The next 18 months will likely see further alignment between USPTO, EPO, and CNIPA examination standards as AI patenting matures. Early movers who establish technically rigorous portfolios now will hold significant advantages as licensing markets develop. This week, audit your current AI patent filings against China’s disclosure requirements. If they cannot meet CNIPA’s Order No. 84 standards, they may be vulnerable elsewhere too.
To build an international AI patent strategy that survives scrutiny and creates commercial leverage, book a consultation with Dr. Rahul Dev to assess your specific situation.
Need Patent or Legal Strategy Advice?
Dr. Rahul Dev works directly with founders, technology companies, and executives on international patent strategy, AI and blockchain IP protection, and cross-border regulatory compliance. If you are evaluating how to protect your innovation or navigate international patent filing, get in touch to discuss your specific situation.
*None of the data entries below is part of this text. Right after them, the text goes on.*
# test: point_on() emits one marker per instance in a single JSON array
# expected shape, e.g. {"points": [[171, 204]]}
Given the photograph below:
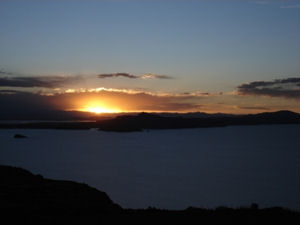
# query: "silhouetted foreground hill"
{"points": [[30, 199], [141, 121]]}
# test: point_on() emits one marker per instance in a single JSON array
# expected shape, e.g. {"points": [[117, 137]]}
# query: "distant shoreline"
{"points": [[148, 121]]}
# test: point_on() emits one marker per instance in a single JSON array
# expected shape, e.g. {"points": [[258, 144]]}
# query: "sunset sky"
{"points": [[239, 56]]}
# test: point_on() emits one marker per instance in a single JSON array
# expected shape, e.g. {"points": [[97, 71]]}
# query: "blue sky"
{"points": [[208, 46]]}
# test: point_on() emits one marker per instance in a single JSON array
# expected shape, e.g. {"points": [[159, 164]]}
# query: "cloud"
{"points": [[287, 88], [297, 6], [132, 76], [254, 108], [112, 75], [34, 81], [134, 101], [154, 76]]}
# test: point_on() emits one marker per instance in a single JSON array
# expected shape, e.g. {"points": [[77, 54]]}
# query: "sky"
{"points": [[238, 56]]}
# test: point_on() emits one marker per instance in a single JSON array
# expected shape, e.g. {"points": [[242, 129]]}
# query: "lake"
{"points": [[204, 167]]}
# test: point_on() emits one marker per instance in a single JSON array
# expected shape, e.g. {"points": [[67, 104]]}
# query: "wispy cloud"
{"points": [[296, 6], [132, 76], [42, 81], [113, 75], [287, 88]]}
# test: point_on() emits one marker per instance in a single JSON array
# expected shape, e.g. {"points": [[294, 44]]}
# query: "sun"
{"points": [[100, 109]]}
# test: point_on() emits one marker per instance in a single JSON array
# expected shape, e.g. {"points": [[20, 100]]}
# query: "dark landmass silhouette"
{"points": [[19, 136], [146, 121], [31, 199]]}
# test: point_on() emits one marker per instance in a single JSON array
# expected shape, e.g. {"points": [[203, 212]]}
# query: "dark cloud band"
{"points": [[132, 76], [287, 88]]}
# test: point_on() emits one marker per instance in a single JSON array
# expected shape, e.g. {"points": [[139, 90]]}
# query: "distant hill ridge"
{"points": [[146, 121]]}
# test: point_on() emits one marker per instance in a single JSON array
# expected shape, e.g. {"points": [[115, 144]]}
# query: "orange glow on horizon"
{"points": [[98, 108]]}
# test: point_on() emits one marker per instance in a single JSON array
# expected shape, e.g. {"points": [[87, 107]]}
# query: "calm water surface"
{"points": [[208, 167]]}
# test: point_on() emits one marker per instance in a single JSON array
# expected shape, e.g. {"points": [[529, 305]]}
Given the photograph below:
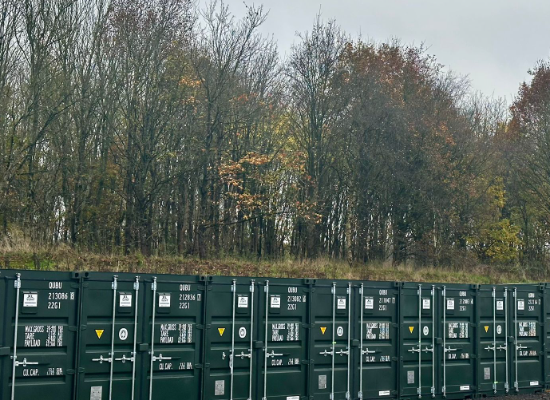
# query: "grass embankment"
{"points": [[66, 259]]}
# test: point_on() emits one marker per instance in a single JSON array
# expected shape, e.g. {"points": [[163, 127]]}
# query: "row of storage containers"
{"points": [[106, 336]]}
Contact me on Twitter or LinkedIn. You can also message me on Telegram @ RahulDev or send a message on WhatsApp or email at rd (at) patentbusinesslawyer (dot) com or reach out via the contact page or send a direct message here.
Frequently Asked Questions
What is AI patentability standards?
AI patentability standards refer to the rules determining if AI inventions can be patented. Different places have different rules. For example, the USPTO accepts AI patents with clear technical details. In 2025, the EPO updated its standards, stressing technical character for AI, meaning the invention must solve a problem using technology. A paper by Tech Times explained how DeepMind’s AI patent succeeded by showcasing unique problem-solving methods, meeting these standards effectively.
What is software patent exclusions?
Software patent exclusions mean some software cannot be patented because it’s considered abstract. This is like a rule that says not all stories can be protected because ideas aren’t enough; there must be an inventive step. In 2026, a report by the World Intellectual Property Organization highlighted Google’s AI inventions overcoming this hurdle by integrating software with real-world tasks, thus qualifying for international AI patent applications.
What is the technical character requirement at the EPO?
The technical character requirement at the EPO ensures that an AI invention solves a technical problem. Imagine it like a puzzle where only those creating a new technology piece can join. In 2025, the EPO granted a patent to Alexa AI by Amazon, as reported by Tech News, because it presented a new method for processing voice recognition, showcasing this technical character and meeting international AI patenting criteria.
What is the DABUS AI patent case?
The DABUS AI patent case is about AI inventorship, questioning if AI can be listed as an inventor. Think of it like saying a robot wrote a novel, and if it deserves credit. In 2026, the European Patent Office still required a human inventor, not AI, following their decision in the DABUS case. According to Innovation Weekly, this influenced how inventors plan their international PCT filing strategy for AI, highlighting human involvement as necessary.
What is claim drafting for machine learning methods?
Claim drafting for machine learning methods involves writing patent applications clearly to protect AI inventions. This is like drawing a detailed map to show what’s new and unique about the invention. In 2025, OpenAI used precise claims for GPT-4’s new algorithms, reported by Science Daily, to protect their AI technology globally. They clearly defined how data was processed uniquely, fulfilling AI patent application criteria and securing international protection.